Why it matters: The results position bezuclastinib as a strong competitor to the market-leading Ayvakit, developed by Blueprint Medicines, and bring Cogent closer to FDA approval for a rare but disruptive immune condition.

Backstory: Systemic mastocytosis causes excessive mast cell buildup in the body, triggering symptoms like pain, fatigue, and allergic reactions. Current treatment options are limited, with Ayvakit being the only FDA-approved drug, but some clinicians report needing to increase doses for better results.

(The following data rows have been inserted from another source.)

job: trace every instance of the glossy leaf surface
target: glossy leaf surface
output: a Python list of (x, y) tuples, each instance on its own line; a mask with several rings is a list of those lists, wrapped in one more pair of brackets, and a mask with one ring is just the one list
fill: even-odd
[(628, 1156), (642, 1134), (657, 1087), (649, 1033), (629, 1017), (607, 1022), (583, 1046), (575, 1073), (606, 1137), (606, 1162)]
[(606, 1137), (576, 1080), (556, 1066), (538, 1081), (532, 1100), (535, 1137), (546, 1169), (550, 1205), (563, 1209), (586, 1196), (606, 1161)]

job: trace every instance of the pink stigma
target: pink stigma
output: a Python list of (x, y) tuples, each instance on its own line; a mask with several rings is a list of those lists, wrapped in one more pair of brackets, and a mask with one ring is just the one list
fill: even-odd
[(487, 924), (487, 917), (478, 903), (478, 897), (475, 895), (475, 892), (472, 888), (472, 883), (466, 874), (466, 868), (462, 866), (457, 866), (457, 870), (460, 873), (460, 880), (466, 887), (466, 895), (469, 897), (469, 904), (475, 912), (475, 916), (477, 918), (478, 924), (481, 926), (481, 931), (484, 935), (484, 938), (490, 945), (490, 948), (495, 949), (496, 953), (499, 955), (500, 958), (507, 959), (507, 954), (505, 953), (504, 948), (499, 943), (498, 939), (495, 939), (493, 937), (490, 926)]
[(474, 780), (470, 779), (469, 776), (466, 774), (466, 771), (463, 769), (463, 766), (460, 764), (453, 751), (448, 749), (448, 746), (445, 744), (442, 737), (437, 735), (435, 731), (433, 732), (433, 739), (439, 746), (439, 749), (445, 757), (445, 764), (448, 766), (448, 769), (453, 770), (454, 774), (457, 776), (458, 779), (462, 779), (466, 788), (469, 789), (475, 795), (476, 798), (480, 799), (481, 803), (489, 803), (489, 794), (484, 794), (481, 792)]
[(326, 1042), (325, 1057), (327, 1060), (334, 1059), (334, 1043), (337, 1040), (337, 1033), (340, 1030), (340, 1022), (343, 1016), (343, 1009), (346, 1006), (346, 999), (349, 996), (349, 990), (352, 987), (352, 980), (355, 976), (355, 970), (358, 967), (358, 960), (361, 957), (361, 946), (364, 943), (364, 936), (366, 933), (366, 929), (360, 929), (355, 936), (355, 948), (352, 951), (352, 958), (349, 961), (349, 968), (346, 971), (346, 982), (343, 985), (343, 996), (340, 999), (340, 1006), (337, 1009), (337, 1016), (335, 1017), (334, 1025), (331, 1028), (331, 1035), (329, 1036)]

Big picture: Bezuclastinib’s efficacy and favorable safety profile could reshape the treatment landscape for both advanced and non-advanced forms of systemic mastocytosis. This is a pivotal moment for Cogent, and a potential blow to the $9.5 billion acquisition of Blueprint by Sanofi last month, given that Ayvakit was the main asset behind the deal.

The trial in detail: In the Phase 2 “Summit” trial, Cogent enrolled about 180 patients with non-advanced systemic mastocytosis. Those treated with bezuclastinib reported an average reduction of 24.2 points in symptom scores over six months, compared to 15.4 points in the placebo group. 87.4% of patients receiving bezuclastinib experienced a reduction of at least 50% in serum tryptase levels — a protein secreted by mast cells — while no placebo recipients showed similar improvement.

What’s next: the FDA filing is expected later in 2025; Cogent is also running trials in advanced mastocytosis and gastrointestinal tumors. Cogent’s stock surged up to 30% on data release.